More than 1,000 mobile phones are snatched from twin cities every day
Islamabad : The people of twin cities Rawalpindi and Islamabad are scared of the mobile phone snatching gangs roaming around the commercial and residential localities for hunting down any pedestrian or rider for robbing mobile phones fearlessly.
The pillion-riding snatchers swoop down at their target, snatch the mobile phone in a blink and disappear from the scene.
“The whole exercise takes them hardly a few seconds in accomplishing their mission,” a target who was deprived of his mobile phone for the second time in a month, told this correspondent in a police station. However, in order to get f first information report (FIR) registered, the Moharrar of the police station directed him to go to the other police station as his mobile phone was not snatched in the jurisdiction of this police station.

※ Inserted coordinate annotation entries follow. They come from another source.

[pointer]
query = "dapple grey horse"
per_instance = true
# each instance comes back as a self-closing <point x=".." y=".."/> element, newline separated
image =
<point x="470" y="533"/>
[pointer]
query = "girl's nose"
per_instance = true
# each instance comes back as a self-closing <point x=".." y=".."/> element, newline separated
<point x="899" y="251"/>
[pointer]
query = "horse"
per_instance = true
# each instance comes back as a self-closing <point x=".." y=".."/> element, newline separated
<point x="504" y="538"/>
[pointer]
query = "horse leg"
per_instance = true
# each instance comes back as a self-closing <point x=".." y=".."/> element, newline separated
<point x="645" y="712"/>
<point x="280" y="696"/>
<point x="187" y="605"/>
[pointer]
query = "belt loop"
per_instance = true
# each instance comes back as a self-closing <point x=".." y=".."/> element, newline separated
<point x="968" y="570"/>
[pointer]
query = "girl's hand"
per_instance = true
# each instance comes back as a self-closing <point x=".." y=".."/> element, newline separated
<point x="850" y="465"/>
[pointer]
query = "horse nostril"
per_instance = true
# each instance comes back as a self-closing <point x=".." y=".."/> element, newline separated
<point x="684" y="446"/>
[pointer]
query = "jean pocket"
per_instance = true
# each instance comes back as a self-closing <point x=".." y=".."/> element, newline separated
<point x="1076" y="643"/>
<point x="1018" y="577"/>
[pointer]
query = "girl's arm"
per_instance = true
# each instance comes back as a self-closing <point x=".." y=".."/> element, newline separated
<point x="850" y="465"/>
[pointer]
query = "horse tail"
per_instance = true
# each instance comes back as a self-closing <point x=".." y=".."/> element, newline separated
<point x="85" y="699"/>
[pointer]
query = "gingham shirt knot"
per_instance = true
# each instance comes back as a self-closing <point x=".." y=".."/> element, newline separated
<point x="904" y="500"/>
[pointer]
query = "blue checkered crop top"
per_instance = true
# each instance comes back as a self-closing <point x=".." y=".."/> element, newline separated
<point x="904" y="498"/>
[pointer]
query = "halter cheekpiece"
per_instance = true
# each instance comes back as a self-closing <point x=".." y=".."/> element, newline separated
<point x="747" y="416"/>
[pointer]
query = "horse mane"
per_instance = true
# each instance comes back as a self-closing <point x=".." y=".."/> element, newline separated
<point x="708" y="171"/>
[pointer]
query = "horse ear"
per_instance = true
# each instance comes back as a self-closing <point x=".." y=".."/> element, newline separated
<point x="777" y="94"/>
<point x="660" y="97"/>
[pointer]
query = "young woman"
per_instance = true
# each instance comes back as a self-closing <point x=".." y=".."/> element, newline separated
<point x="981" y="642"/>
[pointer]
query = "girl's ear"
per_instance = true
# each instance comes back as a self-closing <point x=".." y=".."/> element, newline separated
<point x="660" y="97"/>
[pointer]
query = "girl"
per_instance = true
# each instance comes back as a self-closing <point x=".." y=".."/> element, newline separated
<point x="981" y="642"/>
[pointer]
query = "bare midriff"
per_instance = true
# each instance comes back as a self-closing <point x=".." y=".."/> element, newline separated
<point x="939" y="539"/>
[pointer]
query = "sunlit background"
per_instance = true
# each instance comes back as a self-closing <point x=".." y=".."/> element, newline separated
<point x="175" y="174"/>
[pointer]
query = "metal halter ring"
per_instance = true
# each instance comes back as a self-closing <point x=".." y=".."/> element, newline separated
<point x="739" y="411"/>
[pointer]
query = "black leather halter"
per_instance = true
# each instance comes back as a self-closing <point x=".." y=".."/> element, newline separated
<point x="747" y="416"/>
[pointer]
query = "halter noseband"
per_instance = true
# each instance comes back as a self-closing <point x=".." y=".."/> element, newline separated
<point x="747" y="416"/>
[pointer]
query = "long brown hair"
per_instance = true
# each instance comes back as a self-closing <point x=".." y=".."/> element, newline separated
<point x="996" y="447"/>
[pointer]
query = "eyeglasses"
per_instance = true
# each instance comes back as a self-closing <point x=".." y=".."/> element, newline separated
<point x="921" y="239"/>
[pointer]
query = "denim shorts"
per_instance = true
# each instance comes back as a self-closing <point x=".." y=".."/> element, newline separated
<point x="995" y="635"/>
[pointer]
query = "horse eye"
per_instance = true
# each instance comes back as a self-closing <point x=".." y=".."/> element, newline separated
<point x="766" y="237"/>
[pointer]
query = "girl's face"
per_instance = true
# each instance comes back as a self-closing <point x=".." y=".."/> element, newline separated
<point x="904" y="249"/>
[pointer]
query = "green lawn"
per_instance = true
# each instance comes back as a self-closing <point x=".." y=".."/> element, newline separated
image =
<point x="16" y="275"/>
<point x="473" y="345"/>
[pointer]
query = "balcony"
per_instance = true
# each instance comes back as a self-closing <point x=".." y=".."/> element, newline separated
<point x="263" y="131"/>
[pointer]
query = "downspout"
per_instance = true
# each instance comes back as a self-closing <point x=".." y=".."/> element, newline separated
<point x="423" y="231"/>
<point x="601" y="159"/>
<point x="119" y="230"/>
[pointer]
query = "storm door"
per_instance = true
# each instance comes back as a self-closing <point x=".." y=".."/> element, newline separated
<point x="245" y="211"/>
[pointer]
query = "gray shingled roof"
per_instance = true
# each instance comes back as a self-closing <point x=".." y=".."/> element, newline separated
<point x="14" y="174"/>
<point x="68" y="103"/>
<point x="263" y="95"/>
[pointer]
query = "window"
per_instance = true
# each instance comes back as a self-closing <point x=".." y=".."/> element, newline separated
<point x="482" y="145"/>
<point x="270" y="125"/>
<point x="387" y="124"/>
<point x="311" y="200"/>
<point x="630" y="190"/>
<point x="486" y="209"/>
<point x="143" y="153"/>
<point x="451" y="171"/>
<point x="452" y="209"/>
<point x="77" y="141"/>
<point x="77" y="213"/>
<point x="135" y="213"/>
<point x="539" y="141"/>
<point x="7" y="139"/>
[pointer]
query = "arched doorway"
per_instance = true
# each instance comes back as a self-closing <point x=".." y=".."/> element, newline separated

Unfortunately, the offence of mobile phone snatching has turned from a minor street crime to organised felony being controlled and run by mafias, not individuals. The barons running gangs of mobile snatchers comprise thousands of professional phone snatchers who are now allegedly working under the supervision of police and social personalities, political stouts and IT experts to clear IMEI identity numbers before smuggling out to Afghanistan and other crime-generating countries, a police officer engaged in the investigation of such cases, told this correspondent when contacted.
Astonishingly, the mafia chiefs have segregated the major and minor cities according to their significance, a source linked with the mobile snatching mafia, told ‘The News’ casually on the condition of anonymity.
“Rawalpindi, followed by the federal capital Islamabad, have become one of the biggest markets of dealing with snatched mobile phones,” he disclosed and added the mafias, previously involved in carjacking and drug business, have now shifted to mobile snatching trade.
The police wrongly claim that the police have overpowered the rising trend of mobile snatching but actually they are least interested to take mobile snatching as a serious crime and deny registration of first information reports (FIR) on the offence, however, brush off the case by issuing e-receipt as FIR, which precisely indicates involvement of the area police in mobile snatching offences, he maintained.
“Drug smuggling and dealing, vehicle lifting, extorting ransom were most lucrative crimes for the criminal mafias in the previous days but it was hard and much tricky task for the inexperienced workforce of the mafias,” a police officer engaged in the investigation of such cases, averred when contacted by this scribe.
“The police and other law enforcement agencies have literally failed in foiling bids to smuggle snatched and stolen mobile phones to Afghanistan,” the officer added.
The criminal magnates, taking advantage of the neglected attitude and lack of interest towards the heightening trend of mobile phone snatching offences, took control of the situation and establish organised crime in Rawalpindi and Islamabad, he spoke out, adding, “The police receive a complaint of phone, sometimes after every three minutes in a day.” Not less than 1,000 mobile phones are snatched from different areas of Rawalpindi and Islamabad every day, the officer claimed. The mobile phones blocked by the Pakistan Telecommunication Authority (PTA) either on complaints of victims whose cell phones have been snatched by armed muggers at gunpoint in twin cities or on request of police investigators are being smuggled to Afghanistan where the IMEI is changed by the IT experts to unlock the phones, the sources maintained.
The gangs got proper training in snatching valuable phone sets with or without arms, targeting the affluent people to snatch iPhones, operating in posh localities Rawalpindi and Islamabad, the sources maintained adding that the gangsters have direct links with Afghan smugglers to easily transport their consignment to Afghanistan. The sources disclosed that the snatched mobile phones are smuggled to Afghanistan through the Torkham border where there is no proper checking of people crossing the border by the border security forces.
There is no close coordination or liaison between Rawalpindi, Islamabad and Khyber Pakhtunkhwa police to bust the gangs involved in the smuggling of stolen mobiles to Afghanistan, sources claimed. Consequently, citizens of Rawalpindi and Islamabad, whose precious cell phones were snatched by dacoits at gunpoint, are running from pillar to post to get their iPhones recovered by the police despite the registration of FIRs with concerned police stations.